The petition argues, “By waiving laws like the National Environmental Policy Act, for example, the Secretary evades mandates to analyze and disclose the wall’s adverse impacts on communities and to facilitate substantive public input, thereby undermining core democratic values that also undergird our system of government.
“Thus, as now construed by Department of Homeland Security (DHS), the Executive wields the authority to waive any and all federal, state, local, or tribal laws in perpetuity as applied to anywhere in the vicinity of the U.S. borders, based only on DHS’s unsupported and unreviewable assertion that such waiver is necessary for expedited wall construction. It is that extraordinary, unprecedented executive encroachment on core legislative authority that is at issue in this petition.”
The petitioners note they do not dispute Congress has the right to make laws that “prioritize border wall construction above any other legally protected interests— or, for that matter, over all other such interests. However, Congress did not legislate any such prioritization here.”
Su pointed out, “Justice Gorsuch has opined that the fundamental question in assessing the constitutionality of a congressional delegation should be: ‘Did Congress, and not the Executive Branch, make the policy judgments?’ Here, the answer is, indisputably, ‘no.’ The Executive, and not Congress, is making the overarching policy judgment as to which of the myriad legally protected national, state, local, and tribal interests are to be sacrificed in the name of border wall construction.”
The petitioners emphasized “that the waivers now apply to approximately one-third of the ... entire U.S.-Mexico border, with respect to nearly fifty federal laws and innumerable state, local and tribal laws.

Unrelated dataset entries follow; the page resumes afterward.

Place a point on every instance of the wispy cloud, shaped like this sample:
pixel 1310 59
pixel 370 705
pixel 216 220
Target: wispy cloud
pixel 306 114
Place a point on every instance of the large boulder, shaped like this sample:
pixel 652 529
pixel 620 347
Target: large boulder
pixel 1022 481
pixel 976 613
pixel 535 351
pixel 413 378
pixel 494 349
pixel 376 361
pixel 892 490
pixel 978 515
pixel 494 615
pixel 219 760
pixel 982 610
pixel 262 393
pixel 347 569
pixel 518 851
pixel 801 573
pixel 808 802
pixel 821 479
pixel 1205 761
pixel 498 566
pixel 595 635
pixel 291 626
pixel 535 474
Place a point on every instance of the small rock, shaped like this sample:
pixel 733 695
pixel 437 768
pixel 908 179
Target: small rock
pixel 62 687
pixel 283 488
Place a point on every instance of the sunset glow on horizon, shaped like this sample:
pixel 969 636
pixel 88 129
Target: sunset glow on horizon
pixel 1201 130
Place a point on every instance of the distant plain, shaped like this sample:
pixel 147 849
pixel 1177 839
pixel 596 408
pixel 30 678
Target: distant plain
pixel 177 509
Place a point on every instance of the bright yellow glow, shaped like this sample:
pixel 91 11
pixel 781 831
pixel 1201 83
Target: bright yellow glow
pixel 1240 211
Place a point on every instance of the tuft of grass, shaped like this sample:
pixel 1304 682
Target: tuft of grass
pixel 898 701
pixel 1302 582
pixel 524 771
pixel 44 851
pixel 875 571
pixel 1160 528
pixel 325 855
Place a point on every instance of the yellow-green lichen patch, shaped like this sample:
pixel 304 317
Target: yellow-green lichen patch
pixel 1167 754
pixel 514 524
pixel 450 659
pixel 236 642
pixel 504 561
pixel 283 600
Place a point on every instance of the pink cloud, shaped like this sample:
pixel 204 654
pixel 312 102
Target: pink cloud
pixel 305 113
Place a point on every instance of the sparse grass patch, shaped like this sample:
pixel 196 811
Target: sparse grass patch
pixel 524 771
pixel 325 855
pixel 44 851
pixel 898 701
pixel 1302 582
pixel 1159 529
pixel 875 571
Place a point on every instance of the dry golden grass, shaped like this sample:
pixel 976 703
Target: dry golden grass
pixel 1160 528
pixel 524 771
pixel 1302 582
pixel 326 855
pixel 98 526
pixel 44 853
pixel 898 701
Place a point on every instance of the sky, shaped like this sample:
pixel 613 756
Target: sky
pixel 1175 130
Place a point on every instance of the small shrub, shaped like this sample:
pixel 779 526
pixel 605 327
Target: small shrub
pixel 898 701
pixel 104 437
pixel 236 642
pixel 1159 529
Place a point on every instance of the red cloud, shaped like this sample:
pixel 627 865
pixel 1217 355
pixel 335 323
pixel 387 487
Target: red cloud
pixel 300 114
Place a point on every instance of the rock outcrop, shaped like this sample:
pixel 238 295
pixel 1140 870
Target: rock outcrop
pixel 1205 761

Taken together, the Secretary’s unilateral decision to issue the waivers, along with new § 102© waivers that are sure to come, effectively repeal the application of an ever-increasing number of federal statutes as applied to an ever-expanding number of projects.”
The waiver authority affects millions of people on or near the border and whose legal rights and interests can be eliminated “with a stroke of the pen.”
It will take some time before the SCOTUS decides to take the case. There are around 4,000 such appeals made every year and only 40 are selected for a hearing, she said.
However, she also noted Justices Gorsuch and Kavanaugh were “very interested in the question of delegation of powers. It’s a very small chance.”